The Court quoted a statement made by DA and LO from 2003 concerning "the right to initiate conflicts supporting a demand for a collective agreement" as regards the conflict's overall nature, purpose, means and the extent and effect.

The Court then found that the principal purpose of 3F to demand a collective agreement was to maintain and defend the well-established status of collective agreements, and that 3F had the necessary interest in achieving a collective agreement with the restaurant, and that it cannot be considered significant that the restaurant was already covered by a collective agreement between Kristelig Arbejdsgiverforening and Kristelig Fagforening.

The Court further found that 3F's interest in maintaining and defending the above well-established status is fundamental and so strong and legitimate that it justifies the sympathy conflicts initiated by the other departments of 3F - conflicts that necessarily had to impact the restaurant. The Court found, however, that a conflict may not be so extensive that it completely deprives the employer from performing his business, and 3F's handing out of flyers urging the restaurant's customers to boycott the restaurant was illegal. The Court also found that the failure to collect organic waste was not proportional taking the health danger into consideration.

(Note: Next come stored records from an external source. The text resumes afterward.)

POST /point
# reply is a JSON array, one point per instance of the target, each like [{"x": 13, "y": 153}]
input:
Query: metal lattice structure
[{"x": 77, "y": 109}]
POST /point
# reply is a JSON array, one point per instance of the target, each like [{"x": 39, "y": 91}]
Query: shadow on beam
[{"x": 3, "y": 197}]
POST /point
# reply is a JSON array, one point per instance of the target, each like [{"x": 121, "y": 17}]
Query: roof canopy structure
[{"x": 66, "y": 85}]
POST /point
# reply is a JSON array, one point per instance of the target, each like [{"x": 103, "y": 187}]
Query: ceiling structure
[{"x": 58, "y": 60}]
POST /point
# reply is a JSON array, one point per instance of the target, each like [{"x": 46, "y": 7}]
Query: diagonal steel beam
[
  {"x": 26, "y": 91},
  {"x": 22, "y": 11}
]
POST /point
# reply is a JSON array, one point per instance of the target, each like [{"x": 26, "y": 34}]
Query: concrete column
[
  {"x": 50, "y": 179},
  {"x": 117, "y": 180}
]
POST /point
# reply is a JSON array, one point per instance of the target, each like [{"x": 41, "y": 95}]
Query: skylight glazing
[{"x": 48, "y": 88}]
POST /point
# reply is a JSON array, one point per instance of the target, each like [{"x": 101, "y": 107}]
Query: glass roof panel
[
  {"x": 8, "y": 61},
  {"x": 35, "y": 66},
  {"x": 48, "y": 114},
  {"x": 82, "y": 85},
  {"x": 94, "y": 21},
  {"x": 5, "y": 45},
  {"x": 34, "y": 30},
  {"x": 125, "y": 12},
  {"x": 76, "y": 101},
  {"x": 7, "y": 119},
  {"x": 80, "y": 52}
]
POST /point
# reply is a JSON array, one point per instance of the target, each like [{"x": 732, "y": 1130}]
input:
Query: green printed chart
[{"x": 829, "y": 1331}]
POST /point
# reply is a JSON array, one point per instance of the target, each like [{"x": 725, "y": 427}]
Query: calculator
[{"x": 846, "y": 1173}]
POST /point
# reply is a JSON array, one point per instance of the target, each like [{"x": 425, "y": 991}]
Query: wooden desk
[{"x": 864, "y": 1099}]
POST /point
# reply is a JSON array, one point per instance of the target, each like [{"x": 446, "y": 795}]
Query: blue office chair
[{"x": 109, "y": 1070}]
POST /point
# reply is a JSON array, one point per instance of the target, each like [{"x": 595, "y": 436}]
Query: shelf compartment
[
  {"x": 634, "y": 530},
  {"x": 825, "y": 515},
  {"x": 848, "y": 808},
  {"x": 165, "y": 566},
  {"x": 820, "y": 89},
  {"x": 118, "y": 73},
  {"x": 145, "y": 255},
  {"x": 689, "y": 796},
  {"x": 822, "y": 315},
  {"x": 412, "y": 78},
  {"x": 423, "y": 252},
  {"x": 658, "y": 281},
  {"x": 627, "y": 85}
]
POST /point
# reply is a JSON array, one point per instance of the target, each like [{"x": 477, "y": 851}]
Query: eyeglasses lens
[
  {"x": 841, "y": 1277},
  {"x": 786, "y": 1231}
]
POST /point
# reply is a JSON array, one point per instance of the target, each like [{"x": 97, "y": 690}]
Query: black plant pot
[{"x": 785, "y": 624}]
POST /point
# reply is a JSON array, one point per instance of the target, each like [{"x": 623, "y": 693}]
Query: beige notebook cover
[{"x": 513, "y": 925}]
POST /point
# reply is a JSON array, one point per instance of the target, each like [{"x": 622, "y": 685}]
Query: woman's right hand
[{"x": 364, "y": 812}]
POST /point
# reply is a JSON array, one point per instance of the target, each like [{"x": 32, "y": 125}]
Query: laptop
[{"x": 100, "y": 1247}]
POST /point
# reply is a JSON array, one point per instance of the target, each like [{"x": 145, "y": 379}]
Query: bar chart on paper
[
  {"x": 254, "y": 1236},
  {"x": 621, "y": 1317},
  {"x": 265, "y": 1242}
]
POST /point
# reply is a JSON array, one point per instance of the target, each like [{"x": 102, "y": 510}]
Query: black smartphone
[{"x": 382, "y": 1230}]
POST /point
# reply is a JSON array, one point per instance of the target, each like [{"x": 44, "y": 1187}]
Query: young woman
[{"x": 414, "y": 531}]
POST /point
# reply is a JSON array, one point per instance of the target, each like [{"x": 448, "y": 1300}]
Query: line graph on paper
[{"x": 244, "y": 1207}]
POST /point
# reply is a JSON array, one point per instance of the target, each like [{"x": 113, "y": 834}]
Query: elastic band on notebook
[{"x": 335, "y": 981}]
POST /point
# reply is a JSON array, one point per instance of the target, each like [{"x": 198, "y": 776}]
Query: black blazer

However, the Court found that no prof had been produced that the steps and sympathy conflicts initiated had led to the unavoidable consequence that the restaurant was forced to close. The Court took into account that the conflicts only involved 3F's own members. There are therefore no grounds for establishing that the legally initiated steps and sympathy conflicts exceeded the limits of what is permissible.

Comments

As in the case concerning Nørrebro Bryggeri, the Industrial Court has once again ruled that legal authority is necessary in order to stretch the Danish model the way case law has developed since the September agreement in 1899. It is, however, worth noting that the Court makes an actual assessment of whether the conflict is so extensive that it completely deprives the employer from performing his business.